The AAAI Feigenbaum Prize is awarded biennially to recognize and encourage outstanding Artificial Intelligence research advances that are made by using experimental methods of computer science. The “laboratories” for the experimental work are real-world domains, and the power of the research results are demonstrated in those domains. The Feigenbaum Prize may be given for a sustained record of high-impact seminal contributions to experimental AI research; or it may be given to reward singular remarkable innovation and achievement in experimental AI research. The prize is $10,000 and is provided by the Feigenbaum Nii Foundation and administered by AAAI.
Edward Feigenbaum is a Kumagai Professor of Computer Science Emeritus at Stanford University. Feigenbaum earned his Ph.D at Carnegie Mellon University from 1956–1959. In the 1960s and 1970s, he was a pioneer in AI research as experimental computer science, and in the applications of AI research. In 1986, he was elected to the National Academy of Engineering, and in 1995, he received computer science’s highest research honor — The ACM Turing Award. Feigenbaum was the second president of the American Association for Artificial Intelligence, serving from 1980–1981, and was elected to AAAI Fellowship in 1990.
The first Feigenbaum Prize was awarded in 2011 in conjunction with the Twenty-Fifth Annual AAAI Conference on Artificial Intelligence (AAAI-11), held August 7–11, in San Francisco, California. The next Feigenbaum Prize will be awarded at AAAI-25 in Philadelphia, PA.
Nominations are due October 4, 2024.
AAAI Feigenbaum Prize Nomination Form
For additional information, please contact awards@aaai.org.
Past Recipients
2023
Milind Tambe Harvard University and Google Research
For high-impact contributions to the field of artificial intelligence through through innovation and achievement in socially beneficial applications of AI in security, healthcare, and conservation.
2021
Carla P. Gomes Cornell University
For high-impact contributions to the field of artificial intelligence through innovations in constraint reasoning, optimization, the integration of reasoning and learning, and through founding the field of Computational Sustainability with impactful AI applications in ecology, species conservation, environmental sustainability, and materials discovery for clean energy.
2019
Stuart Russell University of California, Berkeley
In recognition of his high-impact contributions to the field of artificial intelligence through innovation and achievement in probabilistic knowledge representation, reasoning, and learning, including its application to global seismic monitoring for the Comprehensive Nuclear-Test-Ban Treaty.
2017
Yoav Shoham (Stanford University/Google)
For high-impact basic research in artificial intelligence — including knowledge representation, multiagent systems, and computational game theory — and translating the basic research into impactful and innovative commercial products.
2015
Eric Horvitz (Microsoft Research)
For sustained and high-impact contributions to the field of artificial intelligence through the development of computational models of perception, reflection and action, and their application in time-critical decision making, and intelligent information, traffic and healthcare systems.
2013
IBM Watson Team*
For demonstrating that a synthesis of AI techniques, including symbolic knowledge representation, natural language understanding, and statistical machine learning, can achieve human-level performance in real-time factual question-answering.
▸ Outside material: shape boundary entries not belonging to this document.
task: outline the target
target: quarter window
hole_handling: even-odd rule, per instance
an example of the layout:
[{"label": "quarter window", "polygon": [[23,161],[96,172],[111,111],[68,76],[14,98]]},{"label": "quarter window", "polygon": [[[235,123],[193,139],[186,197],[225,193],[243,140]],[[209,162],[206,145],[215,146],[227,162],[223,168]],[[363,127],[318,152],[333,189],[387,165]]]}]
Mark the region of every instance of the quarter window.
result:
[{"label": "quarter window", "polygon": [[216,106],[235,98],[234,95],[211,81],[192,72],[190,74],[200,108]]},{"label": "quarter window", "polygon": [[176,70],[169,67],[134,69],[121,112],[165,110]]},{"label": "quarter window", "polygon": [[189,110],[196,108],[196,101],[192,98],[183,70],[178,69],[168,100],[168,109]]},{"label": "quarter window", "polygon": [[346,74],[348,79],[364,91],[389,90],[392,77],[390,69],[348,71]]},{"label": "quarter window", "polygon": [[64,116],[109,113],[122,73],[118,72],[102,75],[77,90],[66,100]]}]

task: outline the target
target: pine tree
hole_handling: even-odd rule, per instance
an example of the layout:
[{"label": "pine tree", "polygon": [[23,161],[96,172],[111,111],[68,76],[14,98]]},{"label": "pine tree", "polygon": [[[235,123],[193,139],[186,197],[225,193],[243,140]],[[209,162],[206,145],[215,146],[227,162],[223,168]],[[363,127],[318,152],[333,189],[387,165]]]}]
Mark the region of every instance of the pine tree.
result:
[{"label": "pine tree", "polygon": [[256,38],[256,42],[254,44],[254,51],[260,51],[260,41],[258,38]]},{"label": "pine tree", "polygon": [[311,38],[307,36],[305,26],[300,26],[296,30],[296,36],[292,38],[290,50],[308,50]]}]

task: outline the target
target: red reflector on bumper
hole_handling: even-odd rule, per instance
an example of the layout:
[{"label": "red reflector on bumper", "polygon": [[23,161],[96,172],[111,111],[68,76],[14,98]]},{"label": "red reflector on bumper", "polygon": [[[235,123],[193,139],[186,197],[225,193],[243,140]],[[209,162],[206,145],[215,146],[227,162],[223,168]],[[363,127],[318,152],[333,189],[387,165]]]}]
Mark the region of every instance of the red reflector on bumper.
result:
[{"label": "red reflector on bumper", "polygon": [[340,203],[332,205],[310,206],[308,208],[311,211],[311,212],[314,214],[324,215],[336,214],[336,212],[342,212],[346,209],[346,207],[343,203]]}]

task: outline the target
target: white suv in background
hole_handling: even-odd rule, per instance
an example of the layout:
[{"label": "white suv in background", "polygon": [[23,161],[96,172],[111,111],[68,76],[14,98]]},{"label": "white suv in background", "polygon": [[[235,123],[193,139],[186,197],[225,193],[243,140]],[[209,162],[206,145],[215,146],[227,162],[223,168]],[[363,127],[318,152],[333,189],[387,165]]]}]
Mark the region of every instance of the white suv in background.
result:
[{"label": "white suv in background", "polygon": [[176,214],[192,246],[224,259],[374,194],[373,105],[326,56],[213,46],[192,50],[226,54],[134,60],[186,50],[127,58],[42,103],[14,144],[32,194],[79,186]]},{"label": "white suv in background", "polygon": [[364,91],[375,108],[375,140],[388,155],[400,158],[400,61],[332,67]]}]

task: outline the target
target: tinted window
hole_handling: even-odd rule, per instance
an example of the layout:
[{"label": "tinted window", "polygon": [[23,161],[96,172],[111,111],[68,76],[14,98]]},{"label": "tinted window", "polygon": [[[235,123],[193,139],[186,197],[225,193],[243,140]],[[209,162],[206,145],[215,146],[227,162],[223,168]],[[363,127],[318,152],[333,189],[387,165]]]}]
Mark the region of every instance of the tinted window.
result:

*Team Members: Sugato Bagchi Michael Barborak, Branimir Boguraev, Eric Brown, David Carmel, Jennifer Chu-Carroll, Jaroslaw Cwiklik, Edward Epstein, James Fan, David Ferrucci, Tong-Haing Fin, David Gondek, Bhavani Iyer, Aditya Kalyanpur, Hiroshi Kanayama, Adam Lally, Jonathan Lenchner, Anthony Levas, Burn Lewis, Michael McCord, Erik Mueller, J. William Murdock, Yue Pan, Siddharth Patwardhan, John Prager, Marshall Schor, Dafna Sheinwald, David Shepler, Kohichi Takeda, Gerald Tesauro, Chang Wang, Chris Welty, Wlodek Zadrozny, Lei Zhang
2011
Sebastian Thrun (Stanford University) and William A. “Red” Whittaker (Carnegie Mellon University)
For their influential contributions to artificial intelligence via achievements in autonomous vehicle research, including experimental efforts and research leadership of teams addressing challenges with the fielding of robotic systems in the open world.